Rutter responded to those comments by labelling them as “fear-mongering,” saying a digital dollar would not be much different from the practices governments already use to track spending to prevent money-laundering.

“CBDCs are definitely not evil,” Rutter said. “DeSantis looking for votes is good for him, but money is already digital. Central bank digital currencies take it to the next level.”

R3 hit with layoffs

The fallout from the pandemic and Russia’s illegal war in Ukraine have contributed to deep market contractions.

Crypto companies are not immune to the adverse market conditions. An estimated 30,000 crypto workers have been laid off since April 2022, including at pacesetters such as Coinbase, Crypto.com and Gemini.

Now, R3 has joined them. Last week it announced new staff cuts in a blog, blaming the market. The announcement came after DL News interviewed Rutter in late August.

The company did not confirm how many workers lost their jobs, but said “that R3 remains in a robust position.”
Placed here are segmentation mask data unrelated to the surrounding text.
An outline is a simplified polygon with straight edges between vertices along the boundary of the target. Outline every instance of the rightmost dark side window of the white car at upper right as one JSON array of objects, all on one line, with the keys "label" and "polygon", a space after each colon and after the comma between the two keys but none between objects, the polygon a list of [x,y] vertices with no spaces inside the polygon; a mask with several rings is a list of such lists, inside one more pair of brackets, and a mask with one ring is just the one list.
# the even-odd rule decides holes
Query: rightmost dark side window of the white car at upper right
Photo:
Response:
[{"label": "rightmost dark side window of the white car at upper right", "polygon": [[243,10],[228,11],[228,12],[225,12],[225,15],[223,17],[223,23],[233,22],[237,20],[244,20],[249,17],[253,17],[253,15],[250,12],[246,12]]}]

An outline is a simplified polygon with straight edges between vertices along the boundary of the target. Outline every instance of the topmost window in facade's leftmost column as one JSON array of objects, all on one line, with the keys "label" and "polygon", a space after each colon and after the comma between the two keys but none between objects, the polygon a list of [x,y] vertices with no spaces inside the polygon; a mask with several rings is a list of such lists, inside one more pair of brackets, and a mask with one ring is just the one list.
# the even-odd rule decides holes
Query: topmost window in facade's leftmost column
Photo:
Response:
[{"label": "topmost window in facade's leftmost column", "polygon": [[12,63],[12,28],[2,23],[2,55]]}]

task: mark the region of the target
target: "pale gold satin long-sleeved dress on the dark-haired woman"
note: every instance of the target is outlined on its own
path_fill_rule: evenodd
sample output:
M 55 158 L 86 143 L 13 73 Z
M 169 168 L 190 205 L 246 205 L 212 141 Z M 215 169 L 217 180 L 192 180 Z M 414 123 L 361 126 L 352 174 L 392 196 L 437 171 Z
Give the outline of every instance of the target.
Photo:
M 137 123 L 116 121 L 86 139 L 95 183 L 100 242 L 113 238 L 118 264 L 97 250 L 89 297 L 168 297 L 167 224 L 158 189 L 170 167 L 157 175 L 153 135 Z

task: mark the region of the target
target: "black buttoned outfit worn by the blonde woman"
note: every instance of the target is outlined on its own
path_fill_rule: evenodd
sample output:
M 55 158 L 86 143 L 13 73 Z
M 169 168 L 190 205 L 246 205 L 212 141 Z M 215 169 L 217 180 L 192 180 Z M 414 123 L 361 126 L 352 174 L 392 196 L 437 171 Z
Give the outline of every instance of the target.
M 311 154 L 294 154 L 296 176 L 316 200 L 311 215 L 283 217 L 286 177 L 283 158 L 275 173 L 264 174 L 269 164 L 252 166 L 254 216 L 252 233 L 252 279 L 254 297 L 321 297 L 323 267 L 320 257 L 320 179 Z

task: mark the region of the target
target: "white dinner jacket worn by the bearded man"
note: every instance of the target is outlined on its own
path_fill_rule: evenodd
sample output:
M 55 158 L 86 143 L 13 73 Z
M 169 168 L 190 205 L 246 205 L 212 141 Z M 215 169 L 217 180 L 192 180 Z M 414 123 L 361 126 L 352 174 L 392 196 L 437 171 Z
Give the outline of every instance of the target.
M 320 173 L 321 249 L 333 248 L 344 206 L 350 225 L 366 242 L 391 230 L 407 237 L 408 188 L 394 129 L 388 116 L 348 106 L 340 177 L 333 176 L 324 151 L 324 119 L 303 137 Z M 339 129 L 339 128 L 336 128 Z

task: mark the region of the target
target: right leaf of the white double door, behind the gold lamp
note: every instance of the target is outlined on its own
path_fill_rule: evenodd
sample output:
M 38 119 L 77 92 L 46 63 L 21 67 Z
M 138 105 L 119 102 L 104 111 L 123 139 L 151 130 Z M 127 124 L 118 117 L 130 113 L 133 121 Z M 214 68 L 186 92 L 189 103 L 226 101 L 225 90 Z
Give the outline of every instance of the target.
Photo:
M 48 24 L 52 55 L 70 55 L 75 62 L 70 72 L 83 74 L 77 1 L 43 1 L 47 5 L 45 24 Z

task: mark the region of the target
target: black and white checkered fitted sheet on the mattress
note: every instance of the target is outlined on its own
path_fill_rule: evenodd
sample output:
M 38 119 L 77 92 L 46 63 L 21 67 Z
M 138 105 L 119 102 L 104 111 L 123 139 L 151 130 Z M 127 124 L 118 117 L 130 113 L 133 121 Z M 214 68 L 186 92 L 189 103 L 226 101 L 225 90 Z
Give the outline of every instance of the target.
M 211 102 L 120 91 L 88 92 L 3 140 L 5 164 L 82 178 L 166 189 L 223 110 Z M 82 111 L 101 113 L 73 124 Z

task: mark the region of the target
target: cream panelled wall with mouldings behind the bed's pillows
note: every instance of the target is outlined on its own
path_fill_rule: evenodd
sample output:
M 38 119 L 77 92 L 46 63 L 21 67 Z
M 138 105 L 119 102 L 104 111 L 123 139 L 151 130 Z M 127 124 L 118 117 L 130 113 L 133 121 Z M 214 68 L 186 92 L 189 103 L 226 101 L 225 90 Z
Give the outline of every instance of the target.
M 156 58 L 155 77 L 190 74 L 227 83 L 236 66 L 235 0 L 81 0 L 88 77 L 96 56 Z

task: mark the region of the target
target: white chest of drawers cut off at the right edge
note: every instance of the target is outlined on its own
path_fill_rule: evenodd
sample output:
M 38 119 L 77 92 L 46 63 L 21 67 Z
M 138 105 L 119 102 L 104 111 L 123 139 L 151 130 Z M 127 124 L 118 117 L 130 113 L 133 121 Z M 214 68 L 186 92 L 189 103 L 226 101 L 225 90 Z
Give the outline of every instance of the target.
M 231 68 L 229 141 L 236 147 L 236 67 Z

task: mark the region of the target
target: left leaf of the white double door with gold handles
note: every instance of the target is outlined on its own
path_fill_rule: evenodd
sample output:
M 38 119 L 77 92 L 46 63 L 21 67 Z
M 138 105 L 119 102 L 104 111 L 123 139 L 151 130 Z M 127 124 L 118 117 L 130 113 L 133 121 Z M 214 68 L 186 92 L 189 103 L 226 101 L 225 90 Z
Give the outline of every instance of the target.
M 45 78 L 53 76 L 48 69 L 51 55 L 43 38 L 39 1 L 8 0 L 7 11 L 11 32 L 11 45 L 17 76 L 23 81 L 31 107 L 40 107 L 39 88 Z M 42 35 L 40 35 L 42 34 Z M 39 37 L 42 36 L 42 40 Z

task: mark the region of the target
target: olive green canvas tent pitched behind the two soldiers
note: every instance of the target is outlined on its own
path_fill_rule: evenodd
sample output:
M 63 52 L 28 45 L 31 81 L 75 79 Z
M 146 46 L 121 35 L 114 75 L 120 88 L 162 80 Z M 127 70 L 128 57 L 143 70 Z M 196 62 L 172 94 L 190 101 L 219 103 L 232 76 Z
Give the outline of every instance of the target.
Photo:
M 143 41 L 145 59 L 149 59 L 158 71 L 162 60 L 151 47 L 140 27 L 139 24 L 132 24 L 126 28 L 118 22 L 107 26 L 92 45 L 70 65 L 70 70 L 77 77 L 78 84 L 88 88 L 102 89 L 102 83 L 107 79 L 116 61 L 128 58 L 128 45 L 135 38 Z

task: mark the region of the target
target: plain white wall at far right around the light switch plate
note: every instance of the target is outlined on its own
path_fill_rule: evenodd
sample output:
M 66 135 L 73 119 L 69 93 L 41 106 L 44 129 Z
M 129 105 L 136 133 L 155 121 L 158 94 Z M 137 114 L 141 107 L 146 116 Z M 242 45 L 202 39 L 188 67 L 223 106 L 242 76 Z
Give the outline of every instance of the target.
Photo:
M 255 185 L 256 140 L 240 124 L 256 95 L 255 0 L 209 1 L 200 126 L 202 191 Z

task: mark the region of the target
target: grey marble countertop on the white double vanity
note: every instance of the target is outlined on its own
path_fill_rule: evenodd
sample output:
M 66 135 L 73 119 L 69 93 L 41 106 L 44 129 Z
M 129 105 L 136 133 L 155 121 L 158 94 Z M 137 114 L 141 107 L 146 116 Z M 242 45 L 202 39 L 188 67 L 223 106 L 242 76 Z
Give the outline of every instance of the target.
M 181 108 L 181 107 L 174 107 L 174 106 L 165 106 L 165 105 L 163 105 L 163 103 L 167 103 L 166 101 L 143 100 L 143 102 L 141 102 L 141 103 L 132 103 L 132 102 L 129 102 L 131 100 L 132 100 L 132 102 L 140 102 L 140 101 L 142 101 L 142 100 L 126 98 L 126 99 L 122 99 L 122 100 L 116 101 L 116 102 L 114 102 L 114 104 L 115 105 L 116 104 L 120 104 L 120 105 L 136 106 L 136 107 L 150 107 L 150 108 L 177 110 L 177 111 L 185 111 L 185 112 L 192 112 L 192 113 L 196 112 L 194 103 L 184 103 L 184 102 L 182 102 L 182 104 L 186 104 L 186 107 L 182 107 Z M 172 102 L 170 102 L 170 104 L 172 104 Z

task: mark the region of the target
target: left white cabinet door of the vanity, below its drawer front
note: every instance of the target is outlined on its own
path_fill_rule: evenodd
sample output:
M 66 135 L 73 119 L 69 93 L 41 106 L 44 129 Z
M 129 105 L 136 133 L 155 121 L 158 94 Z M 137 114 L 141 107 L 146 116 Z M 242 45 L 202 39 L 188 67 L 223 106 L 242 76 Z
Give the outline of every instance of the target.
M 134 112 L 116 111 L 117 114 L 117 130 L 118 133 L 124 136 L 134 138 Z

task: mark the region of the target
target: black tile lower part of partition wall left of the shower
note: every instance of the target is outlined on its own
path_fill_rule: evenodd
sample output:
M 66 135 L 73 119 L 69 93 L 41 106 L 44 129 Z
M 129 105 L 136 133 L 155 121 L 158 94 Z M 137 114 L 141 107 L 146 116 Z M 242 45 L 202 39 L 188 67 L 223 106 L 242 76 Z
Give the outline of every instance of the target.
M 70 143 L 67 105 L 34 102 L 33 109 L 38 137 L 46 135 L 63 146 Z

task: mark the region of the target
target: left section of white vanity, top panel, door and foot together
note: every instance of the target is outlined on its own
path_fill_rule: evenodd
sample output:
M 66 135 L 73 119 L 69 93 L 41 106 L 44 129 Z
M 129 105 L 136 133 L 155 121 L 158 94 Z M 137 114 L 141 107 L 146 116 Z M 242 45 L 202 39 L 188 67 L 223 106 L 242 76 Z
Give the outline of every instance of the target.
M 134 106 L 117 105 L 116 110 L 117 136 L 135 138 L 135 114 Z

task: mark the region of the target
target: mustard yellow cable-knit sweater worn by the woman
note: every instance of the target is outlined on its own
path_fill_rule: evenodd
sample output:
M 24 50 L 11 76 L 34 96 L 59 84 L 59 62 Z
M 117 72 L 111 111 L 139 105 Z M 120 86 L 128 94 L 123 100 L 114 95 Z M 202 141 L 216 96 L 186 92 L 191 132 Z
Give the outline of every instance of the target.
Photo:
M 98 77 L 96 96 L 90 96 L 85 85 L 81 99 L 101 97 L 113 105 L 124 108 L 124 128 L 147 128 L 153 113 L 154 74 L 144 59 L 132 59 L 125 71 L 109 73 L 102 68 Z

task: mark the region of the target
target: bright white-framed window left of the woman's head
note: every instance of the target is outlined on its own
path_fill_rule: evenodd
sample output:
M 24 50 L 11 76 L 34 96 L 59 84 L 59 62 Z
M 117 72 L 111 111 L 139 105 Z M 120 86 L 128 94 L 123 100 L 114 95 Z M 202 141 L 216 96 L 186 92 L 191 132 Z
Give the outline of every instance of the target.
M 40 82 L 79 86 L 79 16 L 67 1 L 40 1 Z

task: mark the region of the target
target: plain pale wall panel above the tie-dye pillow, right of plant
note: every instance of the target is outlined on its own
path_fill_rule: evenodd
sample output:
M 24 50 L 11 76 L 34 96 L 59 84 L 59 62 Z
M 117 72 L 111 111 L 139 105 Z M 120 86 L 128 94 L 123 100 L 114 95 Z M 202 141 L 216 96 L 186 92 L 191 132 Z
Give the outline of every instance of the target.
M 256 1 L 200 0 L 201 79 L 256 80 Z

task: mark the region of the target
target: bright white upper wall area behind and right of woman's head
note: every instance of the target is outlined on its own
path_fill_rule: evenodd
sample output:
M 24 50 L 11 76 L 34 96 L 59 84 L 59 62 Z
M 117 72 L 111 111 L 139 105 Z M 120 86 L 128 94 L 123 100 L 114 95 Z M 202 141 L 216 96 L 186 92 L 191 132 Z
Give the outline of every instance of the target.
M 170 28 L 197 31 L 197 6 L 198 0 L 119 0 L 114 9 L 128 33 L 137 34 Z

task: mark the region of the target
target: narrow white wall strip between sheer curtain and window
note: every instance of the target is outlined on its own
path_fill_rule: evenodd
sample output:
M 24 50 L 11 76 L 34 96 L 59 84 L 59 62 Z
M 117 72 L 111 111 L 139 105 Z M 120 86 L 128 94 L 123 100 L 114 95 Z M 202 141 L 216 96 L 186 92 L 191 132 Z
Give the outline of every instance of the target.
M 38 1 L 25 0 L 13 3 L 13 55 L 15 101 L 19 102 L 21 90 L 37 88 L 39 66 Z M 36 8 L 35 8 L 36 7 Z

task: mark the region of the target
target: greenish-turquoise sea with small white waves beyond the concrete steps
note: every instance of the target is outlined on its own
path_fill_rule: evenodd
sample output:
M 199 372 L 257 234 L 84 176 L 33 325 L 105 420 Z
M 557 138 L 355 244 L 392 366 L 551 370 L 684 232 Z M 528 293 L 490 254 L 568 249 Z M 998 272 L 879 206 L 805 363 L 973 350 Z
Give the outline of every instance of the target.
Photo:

Spokespeople declined to answer questions about R3′s profitability or how worried clients and investors should be that the company may face the same fate as LedgerEdge, Rutter’s other business blockchain company, which filed for bankruptcy in August.

Leaving the R3 office, I walked past the Minotaur again. Watching the kneeling man-beast, I was unsure whether it was rising up, or crumbling under its own weight.